Но что такое «нормальное» тело текста? Важны не столько общие рассуждения по поводу телесности текста, которые, как правило, ни к чему конкретному не приводят, сколько сама проблема, делающая такие рассуждения возможными. Почему в той или иной повествовательной форме проявляется, сказывается форма человека; откуда вообще берется подобная возможность? Я говорю не о присутствующей в тексте форме «эротического тела», о которой писал Р. Барт[13], а именно о форме целого человека. Если мы будем смотреть на текст, как на одну из «вещей», исходящих от человека, создаваемых человеком, тогда сама возможность подобной трансляции не будет выглядеть чем-то экзотическим: здесь главное не преувеличивать, не раздувать «часть» до размеров «целого». Достаточно предположительного хода мысли: текст может нести на себе «отпечаток» человеческого тела. В нем есть и «культура» и «природа». Одно здесь связано с другим, и потому вполне естественно, что проблема телесности текста существует и требует своего прояснения; прояснения не только психоаналитического, но и онтологического. Собственно, если серьезно говорить о некой предельно широкой классификации сущего, то, кроме «тел» и «идей», мы в мире человека вообще ничего не обнаружим. Нечто вроде переиначенной журденовской альтернативы: что не «телесно» (вещественно), то «духовно» и, наоборот, что не «духовно», то «телесно». Сам человек – есть ничто иное, как соединение, единство души и тела: мы состоим из того, что едим, и того, о чем думаем. Ничего третьего или четвертого пока найти не удается.

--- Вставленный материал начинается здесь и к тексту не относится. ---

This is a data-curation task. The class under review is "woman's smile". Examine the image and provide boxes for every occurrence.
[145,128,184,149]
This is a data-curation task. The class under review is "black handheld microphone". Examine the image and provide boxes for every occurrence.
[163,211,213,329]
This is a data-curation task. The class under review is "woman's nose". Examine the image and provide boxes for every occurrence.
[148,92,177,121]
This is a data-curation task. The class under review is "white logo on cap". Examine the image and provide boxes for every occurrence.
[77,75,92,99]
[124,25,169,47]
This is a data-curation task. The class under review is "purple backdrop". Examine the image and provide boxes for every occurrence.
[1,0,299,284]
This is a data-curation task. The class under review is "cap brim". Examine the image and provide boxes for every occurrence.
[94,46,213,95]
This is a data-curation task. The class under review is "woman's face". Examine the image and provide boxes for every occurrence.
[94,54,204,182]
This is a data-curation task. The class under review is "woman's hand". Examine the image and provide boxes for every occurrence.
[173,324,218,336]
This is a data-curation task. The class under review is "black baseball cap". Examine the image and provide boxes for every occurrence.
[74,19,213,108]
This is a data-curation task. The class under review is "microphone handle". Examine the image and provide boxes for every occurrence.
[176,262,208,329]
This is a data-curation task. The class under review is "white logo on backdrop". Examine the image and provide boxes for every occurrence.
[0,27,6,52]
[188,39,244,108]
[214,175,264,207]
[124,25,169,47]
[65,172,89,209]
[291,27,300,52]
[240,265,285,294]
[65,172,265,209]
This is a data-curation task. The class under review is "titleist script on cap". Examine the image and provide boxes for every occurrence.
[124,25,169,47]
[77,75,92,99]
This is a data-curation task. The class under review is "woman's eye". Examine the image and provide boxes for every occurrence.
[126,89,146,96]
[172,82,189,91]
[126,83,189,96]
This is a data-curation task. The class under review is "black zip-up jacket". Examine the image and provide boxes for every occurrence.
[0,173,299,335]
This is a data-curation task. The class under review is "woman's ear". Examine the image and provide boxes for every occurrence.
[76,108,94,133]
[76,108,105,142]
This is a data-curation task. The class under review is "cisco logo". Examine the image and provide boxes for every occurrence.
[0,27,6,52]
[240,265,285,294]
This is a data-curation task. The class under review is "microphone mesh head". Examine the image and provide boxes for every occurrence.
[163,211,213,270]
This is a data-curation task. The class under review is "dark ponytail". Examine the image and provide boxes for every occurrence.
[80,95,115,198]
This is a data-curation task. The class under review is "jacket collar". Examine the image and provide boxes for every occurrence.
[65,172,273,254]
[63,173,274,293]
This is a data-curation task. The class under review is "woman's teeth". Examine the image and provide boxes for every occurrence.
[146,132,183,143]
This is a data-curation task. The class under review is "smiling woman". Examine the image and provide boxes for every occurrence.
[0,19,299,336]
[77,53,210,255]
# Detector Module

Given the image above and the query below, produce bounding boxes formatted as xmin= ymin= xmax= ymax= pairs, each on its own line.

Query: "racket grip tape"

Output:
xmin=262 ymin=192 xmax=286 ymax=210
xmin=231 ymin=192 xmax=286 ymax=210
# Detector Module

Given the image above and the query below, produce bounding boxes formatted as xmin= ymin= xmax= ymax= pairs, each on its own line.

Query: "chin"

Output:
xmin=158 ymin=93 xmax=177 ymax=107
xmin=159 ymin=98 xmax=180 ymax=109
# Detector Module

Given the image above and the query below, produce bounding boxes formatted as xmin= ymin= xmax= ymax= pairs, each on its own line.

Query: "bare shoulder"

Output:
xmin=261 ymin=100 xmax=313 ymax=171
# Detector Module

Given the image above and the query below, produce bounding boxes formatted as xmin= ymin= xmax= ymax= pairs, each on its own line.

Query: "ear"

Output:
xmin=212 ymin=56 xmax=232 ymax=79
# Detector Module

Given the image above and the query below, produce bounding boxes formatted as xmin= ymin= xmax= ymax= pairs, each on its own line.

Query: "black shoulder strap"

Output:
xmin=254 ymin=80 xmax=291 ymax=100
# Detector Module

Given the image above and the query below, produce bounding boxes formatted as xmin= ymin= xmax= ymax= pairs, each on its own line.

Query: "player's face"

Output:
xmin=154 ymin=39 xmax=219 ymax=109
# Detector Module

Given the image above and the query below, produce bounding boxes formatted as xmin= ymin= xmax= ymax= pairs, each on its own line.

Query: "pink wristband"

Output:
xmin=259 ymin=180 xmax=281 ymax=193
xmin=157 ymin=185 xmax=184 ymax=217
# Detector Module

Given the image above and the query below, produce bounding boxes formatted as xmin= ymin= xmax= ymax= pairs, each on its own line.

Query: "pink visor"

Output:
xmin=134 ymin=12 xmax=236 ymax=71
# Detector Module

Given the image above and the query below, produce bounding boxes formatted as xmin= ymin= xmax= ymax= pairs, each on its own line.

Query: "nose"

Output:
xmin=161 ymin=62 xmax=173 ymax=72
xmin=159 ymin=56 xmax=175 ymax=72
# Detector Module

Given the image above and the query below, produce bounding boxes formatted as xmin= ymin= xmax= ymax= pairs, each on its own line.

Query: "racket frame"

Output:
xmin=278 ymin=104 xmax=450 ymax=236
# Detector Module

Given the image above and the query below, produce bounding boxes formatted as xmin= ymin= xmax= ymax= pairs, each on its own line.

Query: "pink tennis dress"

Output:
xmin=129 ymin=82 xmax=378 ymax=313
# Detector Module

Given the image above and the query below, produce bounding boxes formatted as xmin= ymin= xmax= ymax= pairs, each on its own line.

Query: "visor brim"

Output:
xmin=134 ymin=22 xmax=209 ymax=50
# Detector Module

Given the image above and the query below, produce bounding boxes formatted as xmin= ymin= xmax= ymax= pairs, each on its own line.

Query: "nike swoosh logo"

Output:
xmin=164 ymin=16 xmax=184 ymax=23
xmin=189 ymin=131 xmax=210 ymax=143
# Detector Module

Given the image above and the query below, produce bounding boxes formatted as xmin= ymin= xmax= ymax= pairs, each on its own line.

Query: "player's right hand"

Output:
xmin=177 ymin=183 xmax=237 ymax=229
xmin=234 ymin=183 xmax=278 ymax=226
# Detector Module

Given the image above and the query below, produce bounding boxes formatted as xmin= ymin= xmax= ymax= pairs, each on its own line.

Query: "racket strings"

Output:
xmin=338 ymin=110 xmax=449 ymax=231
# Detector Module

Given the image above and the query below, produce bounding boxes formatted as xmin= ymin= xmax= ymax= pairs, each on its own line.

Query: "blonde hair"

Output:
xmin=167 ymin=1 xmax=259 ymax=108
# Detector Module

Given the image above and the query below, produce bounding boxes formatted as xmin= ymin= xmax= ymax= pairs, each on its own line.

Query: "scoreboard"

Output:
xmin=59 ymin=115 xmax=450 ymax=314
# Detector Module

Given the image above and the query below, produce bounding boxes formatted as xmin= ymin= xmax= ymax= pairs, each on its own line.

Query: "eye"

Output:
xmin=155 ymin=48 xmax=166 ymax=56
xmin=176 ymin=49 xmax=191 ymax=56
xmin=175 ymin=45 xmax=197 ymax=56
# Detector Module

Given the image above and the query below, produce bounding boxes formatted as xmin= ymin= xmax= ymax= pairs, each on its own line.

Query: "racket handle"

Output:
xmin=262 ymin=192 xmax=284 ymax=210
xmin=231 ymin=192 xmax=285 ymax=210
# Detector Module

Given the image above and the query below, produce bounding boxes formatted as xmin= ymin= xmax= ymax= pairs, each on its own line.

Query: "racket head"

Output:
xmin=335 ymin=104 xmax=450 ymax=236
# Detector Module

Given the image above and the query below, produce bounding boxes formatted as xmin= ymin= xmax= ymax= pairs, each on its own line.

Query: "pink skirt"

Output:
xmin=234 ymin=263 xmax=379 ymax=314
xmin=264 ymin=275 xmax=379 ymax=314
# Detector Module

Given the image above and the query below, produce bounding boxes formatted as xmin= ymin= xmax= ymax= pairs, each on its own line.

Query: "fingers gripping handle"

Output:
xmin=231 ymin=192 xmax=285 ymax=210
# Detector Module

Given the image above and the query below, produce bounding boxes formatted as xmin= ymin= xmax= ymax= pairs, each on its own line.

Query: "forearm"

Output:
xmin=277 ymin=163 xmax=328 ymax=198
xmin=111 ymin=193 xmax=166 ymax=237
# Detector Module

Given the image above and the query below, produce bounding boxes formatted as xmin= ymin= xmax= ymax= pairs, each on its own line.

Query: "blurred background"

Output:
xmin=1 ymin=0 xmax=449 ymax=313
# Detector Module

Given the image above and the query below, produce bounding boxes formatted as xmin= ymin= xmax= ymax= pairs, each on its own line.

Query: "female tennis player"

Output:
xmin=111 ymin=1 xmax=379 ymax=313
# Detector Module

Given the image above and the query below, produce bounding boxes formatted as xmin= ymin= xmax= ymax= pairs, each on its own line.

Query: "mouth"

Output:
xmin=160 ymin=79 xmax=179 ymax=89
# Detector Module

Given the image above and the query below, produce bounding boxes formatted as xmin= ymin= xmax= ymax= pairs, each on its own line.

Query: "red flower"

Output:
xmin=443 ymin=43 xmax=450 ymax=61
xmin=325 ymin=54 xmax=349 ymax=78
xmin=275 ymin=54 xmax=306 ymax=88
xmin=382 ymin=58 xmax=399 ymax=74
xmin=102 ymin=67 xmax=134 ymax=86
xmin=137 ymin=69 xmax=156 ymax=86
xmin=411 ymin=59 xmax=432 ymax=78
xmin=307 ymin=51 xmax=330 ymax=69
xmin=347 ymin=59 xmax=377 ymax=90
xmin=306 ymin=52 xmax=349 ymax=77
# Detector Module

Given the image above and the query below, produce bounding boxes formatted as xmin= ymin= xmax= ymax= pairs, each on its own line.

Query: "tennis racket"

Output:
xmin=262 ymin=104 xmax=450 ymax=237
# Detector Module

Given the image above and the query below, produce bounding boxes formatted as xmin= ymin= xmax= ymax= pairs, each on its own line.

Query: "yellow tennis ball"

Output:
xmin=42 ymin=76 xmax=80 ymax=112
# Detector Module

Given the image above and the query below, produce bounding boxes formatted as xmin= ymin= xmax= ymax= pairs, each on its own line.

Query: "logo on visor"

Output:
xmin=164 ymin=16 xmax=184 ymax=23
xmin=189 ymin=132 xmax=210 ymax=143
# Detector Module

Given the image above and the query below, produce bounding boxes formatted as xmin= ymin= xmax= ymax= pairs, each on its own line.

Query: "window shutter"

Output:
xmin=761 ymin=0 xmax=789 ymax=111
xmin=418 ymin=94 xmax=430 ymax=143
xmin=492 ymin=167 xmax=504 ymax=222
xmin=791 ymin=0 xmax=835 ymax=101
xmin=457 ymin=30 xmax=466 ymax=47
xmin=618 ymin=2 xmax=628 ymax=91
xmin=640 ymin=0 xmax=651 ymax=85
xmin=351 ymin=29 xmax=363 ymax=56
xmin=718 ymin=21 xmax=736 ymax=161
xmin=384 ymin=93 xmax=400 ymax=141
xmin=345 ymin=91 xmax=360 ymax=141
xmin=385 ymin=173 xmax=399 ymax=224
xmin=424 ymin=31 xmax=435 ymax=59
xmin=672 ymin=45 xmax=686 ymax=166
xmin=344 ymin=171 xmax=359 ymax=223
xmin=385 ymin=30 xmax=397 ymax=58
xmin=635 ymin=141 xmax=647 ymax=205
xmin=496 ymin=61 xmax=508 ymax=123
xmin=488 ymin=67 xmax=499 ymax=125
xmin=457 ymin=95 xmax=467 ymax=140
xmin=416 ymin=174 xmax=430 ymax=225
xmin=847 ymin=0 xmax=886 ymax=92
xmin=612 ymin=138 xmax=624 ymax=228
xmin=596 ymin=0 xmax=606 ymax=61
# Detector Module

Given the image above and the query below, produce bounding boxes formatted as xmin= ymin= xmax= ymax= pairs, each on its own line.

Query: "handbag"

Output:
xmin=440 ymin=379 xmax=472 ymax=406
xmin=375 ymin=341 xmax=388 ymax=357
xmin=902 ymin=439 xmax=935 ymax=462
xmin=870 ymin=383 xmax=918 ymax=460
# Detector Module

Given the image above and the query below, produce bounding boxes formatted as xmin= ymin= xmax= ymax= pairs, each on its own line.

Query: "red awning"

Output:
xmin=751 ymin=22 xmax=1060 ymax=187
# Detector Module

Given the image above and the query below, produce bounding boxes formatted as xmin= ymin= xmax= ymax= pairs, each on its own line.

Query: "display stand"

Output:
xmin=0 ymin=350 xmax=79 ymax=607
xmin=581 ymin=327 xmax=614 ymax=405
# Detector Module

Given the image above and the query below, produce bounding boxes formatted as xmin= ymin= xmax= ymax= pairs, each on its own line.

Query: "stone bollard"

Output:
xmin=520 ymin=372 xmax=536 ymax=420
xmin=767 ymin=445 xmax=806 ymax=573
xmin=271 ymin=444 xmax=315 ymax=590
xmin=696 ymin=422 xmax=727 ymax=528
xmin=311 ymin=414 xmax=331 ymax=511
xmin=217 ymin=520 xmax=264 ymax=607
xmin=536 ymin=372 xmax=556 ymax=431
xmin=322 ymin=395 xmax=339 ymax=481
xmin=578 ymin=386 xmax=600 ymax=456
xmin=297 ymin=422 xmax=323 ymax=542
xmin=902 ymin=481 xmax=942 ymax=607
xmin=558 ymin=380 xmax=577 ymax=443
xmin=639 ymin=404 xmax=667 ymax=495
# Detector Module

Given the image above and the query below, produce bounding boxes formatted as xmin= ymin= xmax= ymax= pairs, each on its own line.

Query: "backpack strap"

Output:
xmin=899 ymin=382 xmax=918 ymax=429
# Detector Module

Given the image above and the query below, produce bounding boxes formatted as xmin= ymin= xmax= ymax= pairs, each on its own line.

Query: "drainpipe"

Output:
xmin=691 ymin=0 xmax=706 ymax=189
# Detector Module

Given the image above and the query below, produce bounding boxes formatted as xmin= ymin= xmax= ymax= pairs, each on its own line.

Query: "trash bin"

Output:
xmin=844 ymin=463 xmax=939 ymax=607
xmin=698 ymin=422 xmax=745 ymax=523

Иначе говоря, повторю еще раз, если согласиться с тем, что создаваемые человеком вещи соотносятся не только с их прямым назначением, но и с телесной определенностью самого человека, с его «формой», тогда вопрос о телесности текста из разряда предположений перейдет в разряд задач, цель которых – уточнение и прояснение того, как это происходит, в чем именно состоит модус перехода телесности авторской – в сюжетную, повествовательную.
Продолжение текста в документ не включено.